An expensive lawsuit.

Let’s say you have a service advisor who is paid $525 per week, plus commissions. The service advisor makes a blatant and careless mistake on a customer invoice, costing your dealership $535. The service advisor refuses to reimburse the dealership for the money, so you terminate him for poor performance and deduct the amount owed from his final paycheck. Are you even?

Well, according to a federal court in Pennsylvania, not quite. The judge in a recent case refused to dismiss identical claims against a dealership on the basis that they could violate both the Fair Labor Standards Act (FLSA) and comparable state law. As Judge Richard Caputo noted, such deductions may be impermissible if they reduce an employee’s wages for the workweeks in question to below the minimum wage. And although the service advisor in that case received more than $3,000 in commissions on top of his wages for work performed during the same pay period, the judge agreed that the service advisor’s allegations that he received less than minimum wage warranted additional litigation.
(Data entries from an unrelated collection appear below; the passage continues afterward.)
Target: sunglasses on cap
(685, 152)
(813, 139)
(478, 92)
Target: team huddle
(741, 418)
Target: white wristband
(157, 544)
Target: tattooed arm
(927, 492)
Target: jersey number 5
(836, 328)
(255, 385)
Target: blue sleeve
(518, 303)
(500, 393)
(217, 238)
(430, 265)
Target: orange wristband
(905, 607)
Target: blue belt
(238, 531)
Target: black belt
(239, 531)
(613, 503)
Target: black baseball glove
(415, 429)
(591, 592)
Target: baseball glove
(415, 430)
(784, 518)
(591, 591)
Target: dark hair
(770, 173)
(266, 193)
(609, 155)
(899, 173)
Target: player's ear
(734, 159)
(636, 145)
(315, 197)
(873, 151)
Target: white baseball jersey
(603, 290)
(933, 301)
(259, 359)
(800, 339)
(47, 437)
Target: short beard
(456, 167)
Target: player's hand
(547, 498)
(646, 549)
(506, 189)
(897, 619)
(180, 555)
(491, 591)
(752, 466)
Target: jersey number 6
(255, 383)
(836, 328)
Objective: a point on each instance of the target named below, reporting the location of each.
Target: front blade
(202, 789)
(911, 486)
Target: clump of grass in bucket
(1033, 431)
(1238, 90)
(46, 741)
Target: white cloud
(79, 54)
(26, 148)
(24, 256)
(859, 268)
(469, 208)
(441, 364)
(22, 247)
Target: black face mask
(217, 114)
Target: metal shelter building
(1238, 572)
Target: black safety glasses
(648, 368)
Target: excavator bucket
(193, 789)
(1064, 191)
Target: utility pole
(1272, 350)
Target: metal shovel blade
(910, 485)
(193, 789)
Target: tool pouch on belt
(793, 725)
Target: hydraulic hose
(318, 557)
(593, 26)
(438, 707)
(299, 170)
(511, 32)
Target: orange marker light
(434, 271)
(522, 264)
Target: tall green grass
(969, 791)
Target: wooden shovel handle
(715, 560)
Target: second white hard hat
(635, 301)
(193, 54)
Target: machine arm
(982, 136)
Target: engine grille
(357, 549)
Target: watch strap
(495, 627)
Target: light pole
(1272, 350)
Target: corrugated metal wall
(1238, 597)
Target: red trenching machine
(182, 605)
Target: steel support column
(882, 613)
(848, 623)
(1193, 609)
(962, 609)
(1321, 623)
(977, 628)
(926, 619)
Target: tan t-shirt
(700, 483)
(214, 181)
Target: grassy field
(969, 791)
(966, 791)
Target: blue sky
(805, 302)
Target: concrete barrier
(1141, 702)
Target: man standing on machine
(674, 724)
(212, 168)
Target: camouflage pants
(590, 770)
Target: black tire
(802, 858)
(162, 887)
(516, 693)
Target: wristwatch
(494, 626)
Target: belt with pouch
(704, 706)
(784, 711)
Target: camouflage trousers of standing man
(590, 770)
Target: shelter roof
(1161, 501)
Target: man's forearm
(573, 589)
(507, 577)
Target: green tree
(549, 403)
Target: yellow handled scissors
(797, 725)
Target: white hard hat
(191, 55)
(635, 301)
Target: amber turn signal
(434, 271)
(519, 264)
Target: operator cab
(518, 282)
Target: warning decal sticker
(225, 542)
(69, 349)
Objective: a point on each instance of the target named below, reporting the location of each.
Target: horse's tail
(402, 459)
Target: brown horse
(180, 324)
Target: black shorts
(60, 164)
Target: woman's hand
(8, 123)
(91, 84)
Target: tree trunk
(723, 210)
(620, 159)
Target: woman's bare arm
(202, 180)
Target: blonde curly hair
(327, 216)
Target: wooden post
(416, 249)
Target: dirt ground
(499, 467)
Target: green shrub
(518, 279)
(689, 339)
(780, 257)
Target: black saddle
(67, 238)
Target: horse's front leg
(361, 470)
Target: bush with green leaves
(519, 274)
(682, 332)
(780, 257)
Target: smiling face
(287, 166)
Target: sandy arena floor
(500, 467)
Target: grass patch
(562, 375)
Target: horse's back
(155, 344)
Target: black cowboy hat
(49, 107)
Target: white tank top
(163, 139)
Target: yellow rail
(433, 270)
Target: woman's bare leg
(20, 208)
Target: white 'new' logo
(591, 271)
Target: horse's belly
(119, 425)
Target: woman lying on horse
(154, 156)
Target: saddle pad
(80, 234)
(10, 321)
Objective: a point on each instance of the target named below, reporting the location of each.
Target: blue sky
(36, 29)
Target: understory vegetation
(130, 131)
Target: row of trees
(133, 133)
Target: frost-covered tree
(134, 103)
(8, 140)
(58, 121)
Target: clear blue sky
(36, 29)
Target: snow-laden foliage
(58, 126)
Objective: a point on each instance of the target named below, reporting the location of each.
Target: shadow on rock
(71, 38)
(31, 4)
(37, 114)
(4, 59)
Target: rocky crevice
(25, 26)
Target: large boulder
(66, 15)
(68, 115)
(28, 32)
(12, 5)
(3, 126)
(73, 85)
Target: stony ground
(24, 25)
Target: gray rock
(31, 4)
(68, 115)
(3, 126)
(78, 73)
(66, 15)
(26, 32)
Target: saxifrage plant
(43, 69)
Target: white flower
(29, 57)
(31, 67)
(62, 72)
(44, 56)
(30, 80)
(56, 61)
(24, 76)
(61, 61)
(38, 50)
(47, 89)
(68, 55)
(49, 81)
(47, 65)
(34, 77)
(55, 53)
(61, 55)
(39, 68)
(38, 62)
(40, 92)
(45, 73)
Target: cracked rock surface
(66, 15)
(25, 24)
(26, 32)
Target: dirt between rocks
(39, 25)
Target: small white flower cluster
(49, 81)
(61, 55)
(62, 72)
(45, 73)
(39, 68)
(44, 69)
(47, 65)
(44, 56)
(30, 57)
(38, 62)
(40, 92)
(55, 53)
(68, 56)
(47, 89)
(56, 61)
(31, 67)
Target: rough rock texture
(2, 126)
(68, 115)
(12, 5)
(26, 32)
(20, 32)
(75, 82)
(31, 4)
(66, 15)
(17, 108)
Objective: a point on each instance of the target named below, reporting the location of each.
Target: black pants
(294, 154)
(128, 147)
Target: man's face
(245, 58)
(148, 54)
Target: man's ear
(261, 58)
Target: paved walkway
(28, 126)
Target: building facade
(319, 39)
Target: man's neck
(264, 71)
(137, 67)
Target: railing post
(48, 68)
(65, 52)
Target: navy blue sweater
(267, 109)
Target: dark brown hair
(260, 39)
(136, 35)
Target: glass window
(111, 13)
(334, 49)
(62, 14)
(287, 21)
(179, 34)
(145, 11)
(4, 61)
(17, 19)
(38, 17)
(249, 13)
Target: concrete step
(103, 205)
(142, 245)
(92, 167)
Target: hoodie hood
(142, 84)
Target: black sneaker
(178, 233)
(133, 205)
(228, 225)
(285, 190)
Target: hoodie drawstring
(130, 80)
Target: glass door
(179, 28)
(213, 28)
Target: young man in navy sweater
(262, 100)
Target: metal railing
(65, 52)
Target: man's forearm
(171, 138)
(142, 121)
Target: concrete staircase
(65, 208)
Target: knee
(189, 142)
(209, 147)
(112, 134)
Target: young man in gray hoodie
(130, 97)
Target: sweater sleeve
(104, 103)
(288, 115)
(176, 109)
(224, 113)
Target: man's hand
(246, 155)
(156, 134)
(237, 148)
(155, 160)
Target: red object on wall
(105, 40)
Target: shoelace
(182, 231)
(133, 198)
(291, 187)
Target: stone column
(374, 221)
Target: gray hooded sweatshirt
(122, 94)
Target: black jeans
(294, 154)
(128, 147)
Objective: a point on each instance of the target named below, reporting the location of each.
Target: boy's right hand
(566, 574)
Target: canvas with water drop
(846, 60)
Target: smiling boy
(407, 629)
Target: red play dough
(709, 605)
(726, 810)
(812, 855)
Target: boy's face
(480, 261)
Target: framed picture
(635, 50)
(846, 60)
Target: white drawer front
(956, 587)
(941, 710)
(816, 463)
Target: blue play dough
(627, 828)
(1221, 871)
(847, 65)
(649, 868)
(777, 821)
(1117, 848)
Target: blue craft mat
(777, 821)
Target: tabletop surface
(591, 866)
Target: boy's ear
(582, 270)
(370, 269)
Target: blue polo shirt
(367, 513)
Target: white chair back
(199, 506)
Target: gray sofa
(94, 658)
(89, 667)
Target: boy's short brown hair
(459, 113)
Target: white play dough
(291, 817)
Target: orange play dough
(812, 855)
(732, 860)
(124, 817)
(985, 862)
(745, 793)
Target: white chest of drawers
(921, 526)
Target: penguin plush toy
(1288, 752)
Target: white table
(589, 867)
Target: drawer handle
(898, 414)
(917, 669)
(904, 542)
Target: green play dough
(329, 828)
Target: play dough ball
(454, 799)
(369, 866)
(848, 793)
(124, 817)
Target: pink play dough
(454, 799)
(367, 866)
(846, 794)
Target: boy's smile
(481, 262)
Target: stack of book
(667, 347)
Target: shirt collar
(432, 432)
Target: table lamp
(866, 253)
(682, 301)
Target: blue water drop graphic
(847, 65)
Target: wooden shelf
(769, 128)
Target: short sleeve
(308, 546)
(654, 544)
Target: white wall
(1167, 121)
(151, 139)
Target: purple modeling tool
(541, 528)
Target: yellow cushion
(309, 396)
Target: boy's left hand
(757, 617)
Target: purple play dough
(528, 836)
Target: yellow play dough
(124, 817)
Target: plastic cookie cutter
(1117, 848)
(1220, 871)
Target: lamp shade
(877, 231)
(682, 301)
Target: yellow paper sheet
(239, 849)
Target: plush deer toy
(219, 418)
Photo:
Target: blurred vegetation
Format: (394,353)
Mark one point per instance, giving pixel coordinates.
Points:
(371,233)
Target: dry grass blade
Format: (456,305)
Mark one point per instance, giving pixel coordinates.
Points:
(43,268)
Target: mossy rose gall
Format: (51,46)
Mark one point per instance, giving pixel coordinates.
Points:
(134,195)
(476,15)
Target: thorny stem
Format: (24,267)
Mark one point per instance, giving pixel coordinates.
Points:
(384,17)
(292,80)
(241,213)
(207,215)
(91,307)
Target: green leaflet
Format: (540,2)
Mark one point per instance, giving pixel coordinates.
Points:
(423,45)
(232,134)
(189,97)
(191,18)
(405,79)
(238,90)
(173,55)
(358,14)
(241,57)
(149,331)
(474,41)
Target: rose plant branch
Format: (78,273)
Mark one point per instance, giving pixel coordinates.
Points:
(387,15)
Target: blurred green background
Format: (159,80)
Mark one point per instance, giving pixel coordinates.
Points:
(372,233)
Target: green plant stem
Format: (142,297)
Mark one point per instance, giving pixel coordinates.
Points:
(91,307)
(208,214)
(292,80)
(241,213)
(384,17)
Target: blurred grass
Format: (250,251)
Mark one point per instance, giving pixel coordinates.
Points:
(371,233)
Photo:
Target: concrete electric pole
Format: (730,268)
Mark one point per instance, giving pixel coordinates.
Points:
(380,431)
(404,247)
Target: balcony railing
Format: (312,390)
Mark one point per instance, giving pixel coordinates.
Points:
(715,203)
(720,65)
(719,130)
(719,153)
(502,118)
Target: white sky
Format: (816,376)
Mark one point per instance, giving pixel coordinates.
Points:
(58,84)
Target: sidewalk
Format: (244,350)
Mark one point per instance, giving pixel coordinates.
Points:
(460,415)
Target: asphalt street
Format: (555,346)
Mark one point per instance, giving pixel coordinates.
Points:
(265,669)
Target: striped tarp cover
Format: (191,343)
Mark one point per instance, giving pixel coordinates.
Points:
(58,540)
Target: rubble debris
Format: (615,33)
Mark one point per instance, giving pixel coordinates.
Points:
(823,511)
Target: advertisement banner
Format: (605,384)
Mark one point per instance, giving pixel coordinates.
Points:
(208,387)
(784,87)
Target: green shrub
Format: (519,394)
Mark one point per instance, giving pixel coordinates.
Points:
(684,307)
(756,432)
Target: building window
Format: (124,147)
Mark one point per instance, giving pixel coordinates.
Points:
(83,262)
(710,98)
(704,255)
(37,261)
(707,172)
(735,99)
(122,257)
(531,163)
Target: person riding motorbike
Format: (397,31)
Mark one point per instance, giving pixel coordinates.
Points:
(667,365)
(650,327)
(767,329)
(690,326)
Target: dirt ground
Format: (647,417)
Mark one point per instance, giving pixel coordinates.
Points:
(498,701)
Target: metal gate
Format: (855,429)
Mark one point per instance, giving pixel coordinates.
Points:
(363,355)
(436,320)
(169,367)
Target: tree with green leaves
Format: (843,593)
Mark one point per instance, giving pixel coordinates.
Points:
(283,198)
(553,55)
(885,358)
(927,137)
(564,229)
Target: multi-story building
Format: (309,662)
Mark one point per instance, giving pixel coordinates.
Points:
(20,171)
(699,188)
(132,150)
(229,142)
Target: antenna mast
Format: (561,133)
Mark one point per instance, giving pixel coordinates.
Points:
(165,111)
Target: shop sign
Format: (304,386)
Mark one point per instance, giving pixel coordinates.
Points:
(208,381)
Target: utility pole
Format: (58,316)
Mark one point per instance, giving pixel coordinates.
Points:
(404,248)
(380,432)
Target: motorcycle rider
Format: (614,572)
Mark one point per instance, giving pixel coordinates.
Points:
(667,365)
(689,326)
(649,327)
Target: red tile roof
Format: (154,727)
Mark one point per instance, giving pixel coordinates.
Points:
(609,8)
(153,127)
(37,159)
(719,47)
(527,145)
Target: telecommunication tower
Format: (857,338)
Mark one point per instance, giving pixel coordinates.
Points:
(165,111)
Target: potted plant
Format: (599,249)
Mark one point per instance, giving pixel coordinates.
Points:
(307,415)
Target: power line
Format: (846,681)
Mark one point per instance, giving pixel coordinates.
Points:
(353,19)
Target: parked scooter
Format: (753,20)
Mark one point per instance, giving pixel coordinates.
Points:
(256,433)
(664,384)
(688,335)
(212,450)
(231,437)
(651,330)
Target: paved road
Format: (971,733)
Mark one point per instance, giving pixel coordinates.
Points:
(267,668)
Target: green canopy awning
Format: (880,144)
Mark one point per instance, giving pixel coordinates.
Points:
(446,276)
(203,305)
The court directed the parties to take discovery – which entails exchanging written interrogatories, document production, and sworn depositions – to determine exactly how much the service advisor made in wages during the workweeks in question and whether it was enough to satisfy minimum wage requirements. The dealership may (and, in our opinion, likely will) ultimately prevail on the service advisor’s claims for unpaid minimum wage. However, it will only do so after prolonged and costly litigation and a significant expenditure of attorneys’ fees. At that point, any savings created from recouping the initial $535 will have long been lost.